İnsanlar tarafından istenen bir borcun zekâta engel olması, bu borcun geçer paradan olması veya başka eşyadan bulunması itibariyle eşittir. Aynı zamanda borç müddetinin girmiş olup olmaması da eşittir, hükmü değiştirmez. Ancak bu borç, zekât vacib olmadan önce, insanın üzerine geçmiş bulunmalıdır. Yoksa bir malın zekâtını vermek vacib olduktan sonra, gelecek olan bir borç, geçmiş zekât borcunu düşürmez.
İmam Ebû Yusuf'a göre, insan üzerine yüklenen bir borç, zekâtın vücubuna (gerekli olmasına) engel olmazsa da, İmam Muhammed'e göre engel olur.
Bir borca kefil olan kimsenin, kefil olduğu borca denk malından zekât vermesi gerekmez. Bu kefalet, borçlunun emriyle olsun veya olmasın eşittir. Çünkü kefil de borçlu demektir.
Bir borç herhangi bir şekilde düşünce, ona denk olan malın zekâtı için sene başı bu düşüş tarihinden başlar. Örnek: Bir kimsenin temel ihtiyaçlarından başka nisab miktarı nâmi (artıcı) bir malı bulunduğu gibi, o kadar da borcu bulunsa, kendisine zekât gerekmez. Fakat bu borç kendisine, bağışlansa, bu bağışlama tarihinden itibaren bir sene geçince, bu nisab miktarının zekâtını vermek gerekir.

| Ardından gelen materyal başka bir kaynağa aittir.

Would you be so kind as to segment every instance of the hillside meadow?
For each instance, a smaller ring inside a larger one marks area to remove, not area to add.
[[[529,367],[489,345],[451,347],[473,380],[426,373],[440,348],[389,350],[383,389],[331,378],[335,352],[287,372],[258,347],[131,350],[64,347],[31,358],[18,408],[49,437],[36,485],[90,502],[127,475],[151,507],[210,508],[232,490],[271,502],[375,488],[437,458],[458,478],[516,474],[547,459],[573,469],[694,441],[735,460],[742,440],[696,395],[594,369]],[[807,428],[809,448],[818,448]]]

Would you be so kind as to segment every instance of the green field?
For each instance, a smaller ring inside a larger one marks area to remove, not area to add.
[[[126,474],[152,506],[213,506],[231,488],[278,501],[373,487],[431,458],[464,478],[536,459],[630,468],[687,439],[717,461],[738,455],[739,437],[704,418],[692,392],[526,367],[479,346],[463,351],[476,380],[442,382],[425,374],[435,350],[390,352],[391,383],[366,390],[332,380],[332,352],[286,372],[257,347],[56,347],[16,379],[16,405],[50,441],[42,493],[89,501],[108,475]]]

Bu mesele, İmam Azam'a göredir. İmam Muhammed'e göre, bu halde o malın üzerinden bir sene geçmiş olunca zekâtı gerekir. Borç düştükten sonra bir yıl geçmesine lüzum yoktur.
Geçer para (nakit), ticaret eşyası, saime denilen hayvanlardan ayrı ayrı nisablara sahib olan bir kimsenin bir miktar borcu olsa, bu borcuna temel ihtiyaçlarından (ev gibi) biri karşılık tutulamaz. Zekâta bağlı olan mallarından dilediğini karşılık tutar ve diğerlerinin zekâtını verir. Ancak bu mallardan bazısının zekâtı devlet tarafından tahsil edilmiş olursa, o zaman önce borcuna karşı geçer paraları karşılık tutulur. Geçer paralar yetişmezse, ticaret eşyası karşı tutulur. Bu da yetmezse, zekâtı az olan hayvanları karşılık tutmak gerekir. Nisab miktarı veya daha fazla bir şey kalırsa onun zekâtı verilir.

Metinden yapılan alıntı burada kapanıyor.